SAN FRANCISCO -- The scouts in attendance for Noah Syndergaard vs. Madison Bumgarner on Thursday night saw exactly what their bosses hoped they might see. Both pitchers were brilliant, proving why they are two of the league’s most sought-after commodities less than two weeks shy of the July 31 Trade Deadline.
Bumgarner was simply more efficient, out-pitching Syndergaard -- as he did in the 2016 National League Wild Card Game -- in a 3-2 Mets loss to the Giants in 16 innings at Oracle Park.

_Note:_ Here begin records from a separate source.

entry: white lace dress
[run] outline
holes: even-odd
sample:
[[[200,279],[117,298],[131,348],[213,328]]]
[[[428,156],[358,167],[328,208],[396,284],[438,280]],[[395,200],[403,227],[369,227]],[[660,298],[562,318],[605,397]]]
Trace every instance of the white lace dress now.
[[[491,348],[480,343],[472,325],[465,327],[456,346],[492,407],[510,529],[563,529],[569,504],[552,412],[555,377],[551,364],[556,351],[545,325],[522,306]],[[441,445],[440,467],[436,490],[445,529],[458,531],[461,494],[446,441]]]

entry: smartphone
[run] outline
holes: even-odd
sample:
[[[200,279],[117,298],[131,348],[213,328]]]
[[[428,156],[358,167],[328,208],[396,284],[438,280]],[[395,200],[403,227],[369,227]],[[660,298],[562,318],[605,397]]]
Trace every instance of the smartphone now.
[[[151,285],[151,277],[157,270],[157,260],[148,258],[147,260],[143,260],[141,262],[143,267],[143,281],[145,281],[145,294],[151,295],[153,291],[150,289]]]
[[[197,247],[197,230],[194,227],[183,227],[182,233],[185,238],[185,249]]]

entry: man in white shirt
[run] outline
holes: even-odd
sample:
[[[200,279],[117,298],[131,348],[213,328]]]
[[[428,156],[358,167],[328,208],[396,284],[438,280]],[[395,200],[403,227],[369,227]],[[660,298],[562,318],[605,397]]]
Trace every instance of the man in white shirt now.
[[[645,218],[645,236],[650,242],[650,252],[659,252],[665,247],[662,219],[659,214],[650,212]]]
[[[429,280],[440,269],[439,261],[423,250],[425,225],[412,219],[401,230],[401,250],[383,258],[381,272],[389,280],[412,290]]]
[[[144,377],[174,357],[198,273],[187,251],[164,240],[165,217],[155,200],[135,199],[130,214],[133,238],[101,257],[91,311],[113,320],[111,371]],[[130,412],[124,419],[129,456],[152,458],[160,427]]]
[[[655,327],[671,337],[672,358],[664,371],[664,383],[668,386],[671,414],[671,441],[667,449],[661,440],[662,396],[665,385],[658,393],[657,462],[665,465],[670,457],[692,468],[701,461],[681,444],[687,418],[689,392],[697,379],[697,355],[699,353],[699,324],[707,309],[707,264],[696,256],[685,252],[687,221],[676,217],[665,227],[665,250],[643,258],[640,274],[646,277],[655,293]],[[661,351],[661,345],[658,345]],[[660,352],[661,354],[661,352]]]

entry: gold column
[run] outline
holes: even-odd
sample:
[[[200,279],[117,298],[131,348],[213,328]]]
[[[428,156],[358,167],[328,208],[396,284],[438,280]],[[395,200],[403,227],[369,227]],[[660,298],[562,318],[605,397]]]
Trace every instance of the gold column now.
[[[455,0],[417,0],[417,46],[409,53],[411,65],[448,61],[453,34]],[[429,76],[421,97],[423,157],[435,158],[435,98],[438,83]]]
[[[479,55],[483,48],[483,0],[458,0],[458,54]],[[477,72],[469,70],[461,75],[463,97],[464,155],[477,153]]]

Not that Syndergaard had much to regret. Twice, he allowed leadoff triples, to Alex Dickerson in the second inning and Mike Yastrzemski in the seventh. On both occasions, he emerged unscathed, relying on a fastball that reached triple digits and averaged more than 98 mph.
“I made three mistakes in that last inning,” Mazza said, “and they took advantage of every single one.”
That Mazza was even in the game at that point was a matter of circumstance. Out of relievers because Jacob Rhame was serving a one-game suspension, the Mets had no choice but to rely on Mazza, who had thrown 34 pitches the previous day. So desperate were the Mets that had the game gone significantly longer, manager Mickey Callaway said, J.D. Davis would have pitched and Jacob deGrom would have replaced him in left field.
The Giants ensured that never happened, erasing Alonso’s late homer with four hits of their own in the 16th.
“It’s tough,” Alonso said. “We fought all the way through. It’s unfortunate that we came up on the losing end of it.”
By that time, both Syndergaard and Bumgarner had long since received no-decisions in what were essentially Trade Deadline auditions. While both pitched well, their reactions were quite different: Bumgarner offered some postgame fire, responding to a Deadline question by snapping that he’s “here to win games for this team.” Syndergaard, by contrast, bolted the clubhouse without talking.
“Syndergaard did a great job of pitching out of some jams early,” Callaway said. “Their guys did, too.”
Full disclosure: A trade of Syndergaard is still unlikely, as general manager Brodie Van Wagenen has said publicly. But as long as Syndergaard is stringing up zeros, National League teams are going to come calling, curious what it might take to acquire the fireballer.
In what has been his worst season since breaking into the Major Leagues in 2015, Syndergaard at least appears to be turning a corner. He’s allowed three runs in 14 innings since the All-Star break, striking out 17 batters and walking just one. Since entering May with a 6.35 ERA, he’s pitched to a 3.57 mark in 13 starts. That includes Thursday, when Syndergaard evenly distributed his four-seam fastballs, sinkers and sliders, giving the Giants a steady dose of everything hard. While he couldn’t match Bumgarner’s effectiveness in the box score, Syndergaard showcased swing-and-miss stuff as elite as any in baseball.
Bidders, surely, will see that and name their price, though the Mets remain unlikely to trade Syndergaard for three reasons. One, if they have even an outside shot at making the playoffs -- they entered Thursday’s play with an 8.7 percent chance, according to FanGraphs projections -- they’ll need Syndergaard to realize that potential. Two, the Mets would have a difficult time filling out their 2020 rotation without Syndergaard, especially considering Jason Vargas is as good as out the door. Cost-efficient starters are not easy to find. Three, the Mets would be selling low on Syndergaard despite his recent mini-resurgence.
Remember, this is a pitcher who has often looked as dominant as he did Thursday. From 2016-18, Syndergaard posted a 2.81 ERA with 9.9 strikeouts per nine innings, often reaching triple-digits with his fastball. When healthy and right, he’s one of baseball’s best, despite his status on a team struggling to gain any momentum.
“We’ve dug ourselves a hole and we need to win, simple as that,” Alonso said. “We just need to win.”